子母澤寛全集第23巻 花の兄弟 大道

昭和49年9月4日

 

大道

 子母澤寛厚田村出身。大道書房から「大道」を昭和15年5月に出版。

 土佐の執政・野中兼山は土佐南学の流れをくむ学者であったが、17歳の時から奉行職をつとめ、藩財政のたて直しのために生涯を費やす。30年間、全権を委任されて土佐藩の藩政改革に尽くす。書斎の学問にとどまることなく用水路の掘鑿(ほっさく)、新田開発などを行い、ながく領民を潤すことになる。山内三代目は積極的な兼山の政策に不満を抱いた守旧派の連中に唆されて兼山を失脚させる。その過程が詳しく書かれているのが「大道」。

(以上、冒頭の尾崎秀樹の解説による)。

 

冒頭から迫真性あふれる描写が続く。

大雨で堰堤(えんてい)工事が切れないか心配して馬を走らせた弥右衛門が見たのは泥まみれになりながら腹這いになっていた兼山だった。そして兼山は「堰堤は未来永劫切れぬ」「わしは常に正しい者への限りない天祐を信じている」「この兼山の心を、天下千万人悉くが知らなくとも、則ち天知ろし召す。兼山の味方はいつも天と思いおる」。すれすれのところで水量はぴたりと止まり雨も止んだ。

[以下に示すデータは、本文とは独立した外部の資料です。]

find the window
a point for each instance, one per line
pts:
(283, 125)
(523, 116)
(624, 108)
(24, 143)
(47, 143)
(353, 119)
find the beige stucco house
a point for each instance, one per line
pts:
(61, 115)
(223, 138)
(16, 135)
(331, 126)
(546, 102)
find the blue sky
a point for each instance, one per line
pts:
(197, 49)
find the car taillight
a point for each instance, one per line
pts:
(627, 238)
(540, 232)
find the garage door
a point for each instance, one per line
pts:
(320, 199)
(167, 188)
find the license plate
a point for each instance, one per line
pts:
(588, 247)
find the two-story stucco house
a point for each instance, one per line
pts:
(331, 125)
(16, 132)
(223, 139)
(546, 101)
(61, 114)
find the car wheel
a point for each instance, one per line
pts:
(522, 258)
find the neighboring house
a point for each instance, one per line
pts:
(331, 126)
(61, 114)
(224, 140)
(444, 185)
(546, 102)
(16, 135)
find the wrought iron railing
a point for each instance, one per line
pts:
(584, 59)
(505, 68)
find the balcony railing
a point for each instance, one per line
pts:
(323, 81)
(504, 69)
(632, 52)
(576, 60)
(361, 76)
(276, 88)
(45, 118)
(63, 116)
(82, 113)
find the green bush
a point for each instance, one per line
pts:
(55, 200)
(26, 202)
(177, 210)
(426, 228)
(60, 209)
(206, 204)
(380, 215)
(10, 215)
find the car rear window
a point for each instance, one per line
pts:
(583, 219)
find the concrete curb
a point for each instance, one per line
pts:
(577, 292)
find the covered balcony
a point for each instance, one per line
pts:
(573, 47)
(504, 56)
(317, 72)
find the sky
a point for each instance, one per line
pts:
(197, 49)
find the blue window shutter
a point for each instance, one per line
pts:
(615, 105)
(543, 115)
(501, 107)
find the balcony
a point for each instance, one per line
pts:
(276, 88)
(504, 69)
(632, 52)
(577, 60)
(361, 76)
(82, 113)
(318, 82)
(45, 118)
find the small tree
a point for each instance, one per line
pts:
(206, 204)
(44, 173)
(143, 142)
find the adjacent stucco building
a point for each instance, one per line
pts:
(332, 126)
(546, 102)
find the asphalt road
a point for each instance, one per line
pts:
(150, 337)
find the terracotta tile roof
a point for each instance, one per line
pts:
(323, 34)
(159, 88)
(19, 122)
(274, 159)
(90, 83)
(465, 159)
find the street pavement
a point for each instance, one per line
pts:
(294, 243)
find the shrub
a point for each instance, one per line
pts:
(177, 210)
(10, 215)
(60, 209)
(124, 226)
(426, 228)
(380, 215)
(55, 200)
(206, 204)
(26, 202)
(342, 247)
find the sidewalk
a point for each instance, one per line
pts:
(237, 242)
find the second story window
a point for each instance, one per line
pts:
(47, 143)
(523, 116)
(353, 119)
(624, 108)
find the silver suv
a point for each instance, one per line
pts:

 藩主の代替わりに乗じて兼山を失脚させるために謀議を企て、新藩主がそれを見抜けず兼山は自ら執政を辞職する。子どもたち家族には「人間は如何なる場合でも休んではならぬ。どのように踏まれても叩かれても、いつでも再び飛び上る、以前よりもっともっと高く飛び上れる心の備え、身の備えがなくてはならぬ」「日本国はこれから一日一日と開けて行く、人も殖える。一人の野中兼山では足りない、百人の兼山、千人の兼山。そなたたちは、一人残らず、この父の上に立つ、この父を土台とした立派な野中兼山にならなくてはならぬのだ」「いつでも、その実行に取りかかれる学問と度胸とーいやそれよりも、もっともっと大切な、信念と誠実と、この日本国を思う忠誠の心とがなくてはならぬだ。いいか、中野へ行っても一日なりとも学問を怠っても、この父が許さぬぞ」と教える。

 そして最後に「俺は人間の大道を歩いて来た。命がけで真面目に信念の上を歩き、誠実の上を歩いて来た。俺は、今日切腹の使者が来ても、本当に笑って死ねるぞー強い、俺は強い、大道を歩いて来たものは強いッ」と誰にいうとなくそういった。